They had everything planned.

In late 2022, the Peraire-Bueno brothers – twenty-something graduates of the Massachusetts Institute of Technology who had turned to blockchain – embarked on an effort that ultimately earned them $25 million, in one of most sophisticated exploits in ten years. frequent cryptographic exploits. Initially, according to U.S. prosecutors, they presented a four-step plan.

First there was “The Bait”. Then there was “Unblinding the block”, followed by “The Search” and finally “The Propagation”.

“In the months that followed, the defendants followed each step as outlined in their exploitation plan,” according to a charge.

Their father is Jaime Peraire, former head of the Department of Aeronautics and Astronautics at MIT, CNBC reported.

The exploit occurred thanks to a vulnerability the brothers discovered in MEV-boost, software used by approximately 90% of validators who manage the blockchain, allowing them to see transactions in blocks before they are officially sent to validators.

MEV, or maximum extractable valueis sometimes known as an “invisible tax” that validators and constructors can collect from users by rearranging or inserting transactions into a block before they are added to the blockchain.

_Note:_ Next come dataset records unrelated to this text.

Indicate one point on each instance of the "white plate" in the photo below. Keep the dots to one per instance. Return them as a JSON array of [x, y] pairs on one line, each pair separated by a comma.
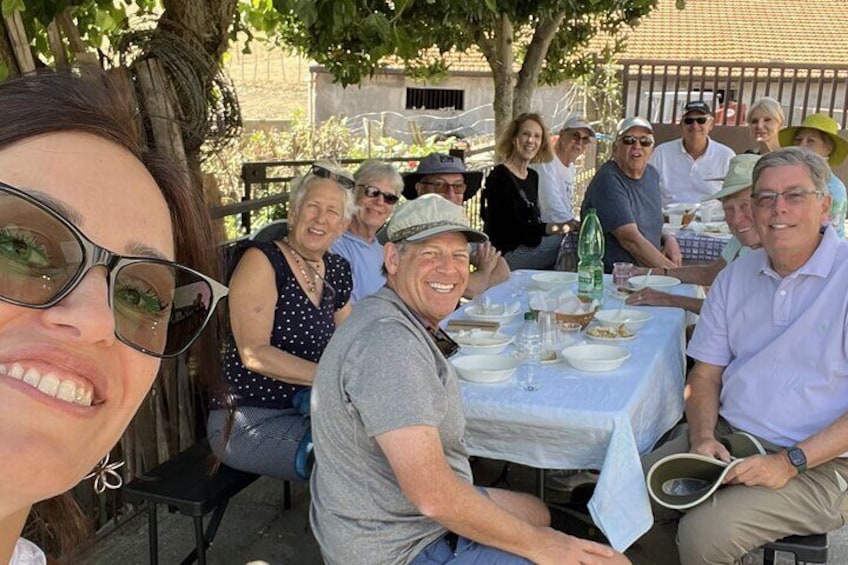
[[595, 358], [553, 279], [485, 368], [635, 319], [509, 311], [482, 341], [609, 339], [654, 281]]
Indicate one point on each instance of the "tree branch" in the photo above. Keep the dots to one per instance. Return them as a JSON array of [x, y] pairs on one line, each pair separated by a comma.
[[528, 75]]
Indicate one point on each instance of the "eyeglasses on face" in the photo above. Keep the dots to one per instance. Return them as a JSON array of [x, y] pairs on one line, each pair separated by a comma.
[[644, 141], [374, 192], [442, 187], [159, 307], [325, 173], [768, 199]]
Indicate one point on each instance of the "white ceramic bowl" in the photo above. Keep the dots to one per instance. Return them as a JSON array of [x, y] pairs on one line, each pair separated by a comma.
[[482, 341], [633, 319], [485, 368], [595, 358], [502, 313], [553, 279], [654, 281]]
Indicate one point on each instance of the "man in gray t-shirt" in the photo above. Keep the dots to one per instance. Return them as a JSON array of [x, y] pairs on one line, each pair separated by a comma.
[[392, 483], [625, 192]]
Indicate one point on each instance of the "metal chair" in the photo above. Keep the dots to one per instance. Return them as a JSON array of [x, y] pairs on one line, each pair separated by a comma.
[[806, 549]]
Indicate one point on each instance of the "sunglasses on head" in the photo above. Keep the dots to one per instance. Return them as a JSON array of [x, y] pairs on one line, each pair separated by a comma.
[[159, 307], [325, 173], [374, 192], [443, 341], [644, 141]]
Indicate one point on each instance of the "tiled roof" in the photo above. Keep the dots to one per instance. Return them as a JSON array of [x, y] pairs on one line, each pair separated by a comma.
[[754, 31]]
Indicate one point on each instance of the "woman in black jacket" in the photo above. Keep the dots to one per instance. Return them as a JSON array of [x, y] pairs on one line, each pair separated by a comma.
[[510, 208]]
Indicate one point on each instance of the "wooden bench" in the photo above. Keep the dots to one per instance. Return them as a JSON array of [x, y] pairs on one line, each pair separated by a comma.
[[186, 484]]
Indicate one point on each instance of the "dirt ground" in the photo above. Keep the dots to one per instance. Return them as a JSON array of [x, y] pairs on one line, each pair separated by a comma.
[[271, 84]]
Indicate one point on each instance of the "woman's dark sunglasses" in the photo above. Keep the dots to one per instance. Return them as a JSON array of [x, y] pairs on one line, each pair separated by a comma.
[[324, 173], [644, 141], [374, 192], [159, 307]]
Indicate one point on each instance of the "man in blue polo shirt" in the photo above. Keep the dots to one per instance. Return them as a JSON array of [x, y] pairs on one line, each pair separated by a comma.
[[772, 361]]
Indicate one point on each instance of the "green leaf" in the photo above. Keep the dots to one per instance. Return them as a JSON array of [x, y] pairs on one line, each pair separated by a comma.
[[9, 7]]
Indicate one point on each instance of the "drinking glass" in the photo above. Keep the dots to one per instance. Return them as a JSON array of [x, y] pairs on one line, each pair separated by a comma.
[[621, 271]]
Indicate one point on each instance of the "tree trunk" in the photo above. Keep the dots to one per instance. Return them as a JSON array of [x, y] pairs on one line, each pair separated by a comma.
[[501, 62], [528, 76], [7, 54]]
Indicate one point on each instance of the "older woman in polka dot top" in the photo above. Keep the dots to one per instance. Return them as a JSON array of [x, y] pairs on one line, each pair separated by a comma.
[[286, 299]]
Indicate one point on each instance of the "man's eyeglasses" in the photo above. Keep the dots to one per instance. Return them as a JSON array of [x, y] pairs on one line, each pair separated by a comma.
[[767, 198], [374, 192], [644, 141], [442, 187], [324, 173], [443, 341], [159, 307]]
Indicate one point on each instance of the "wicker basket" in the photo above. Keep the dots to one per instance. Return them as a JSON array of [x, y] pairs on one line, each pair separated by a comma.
[[582, 319]]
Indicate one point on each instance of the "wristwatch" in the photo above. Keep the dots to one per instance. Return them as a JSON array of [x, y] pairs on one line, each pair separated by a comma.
[[797, 458]]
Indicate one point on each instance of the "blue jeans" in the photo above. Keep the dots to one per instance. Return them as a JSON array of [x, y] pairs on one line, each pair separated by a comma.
[[457, 550]]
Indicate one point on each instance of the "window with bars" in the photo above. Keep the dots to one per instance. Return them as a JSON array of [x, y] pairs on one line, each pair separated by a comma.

Sometimes the practice is compared to frontrunning in traditional stock markets, but due to the difficulty of completely eradicating it, the Ethereum community has more or less accepted the practice, and simply tried to minimize its deleterious effects.

One of these mitigation strategies is to use MEV-Boost, a software used by about 90% Ethereum validators. The idea is that all comers could earn MEV more equitably.

Such “this is how it’s done” attitude was explicitly acknowledged by prosecutors in their charging document.

“Falsification of these established MEV-Boost proposals, relied upon by the vast majority of Ethereum users, threatens the stability and integrity of the Ethereum blockchain for all network participants,” according to the act of charge.

On Ethereum, users submit transactions which are added to a “mempool” – an area where transactions are pending.

MEV-boost allows “block builders” to assemble these mempool transactions from the mempool and put them into blocks.

Next, MEV bots, or “seekers,” examine the memory pool and evaluate which transactions might generate profitable trades, and sometimes bribe these block builders to reorder or insert certain transactions to generate additional profits. Ethereum validators then collect these MEV blocks. -boost them and ink them up the chain, where they become irreversible.

All these steps are usually executed automatically by the software in fractions of seconds.

In this case, the Peraire-Bueno brothers targeted three MEV bots that did not have certain controls in place and implemented 16 validators designed to attract the bots.

When researchers group transactions together, they have a target transaction, a signed before transaction, and a signed after transaction.

“The rules of the game are, ‘Well, I give you this packet, and the packet has to execute atomically,’ meaning it will only execute if all three transactions are included in exactly that order, and anything other than that, that’s not going to work,” Matt Cutler, CEO of Blocknative, a blockchain infrastructure company, told CoinDesk in an interview.

Because the brothers implemented malicious validators, their intention was always to take the opportunity to exploit bots that lacked these controls, by segregating these transactions.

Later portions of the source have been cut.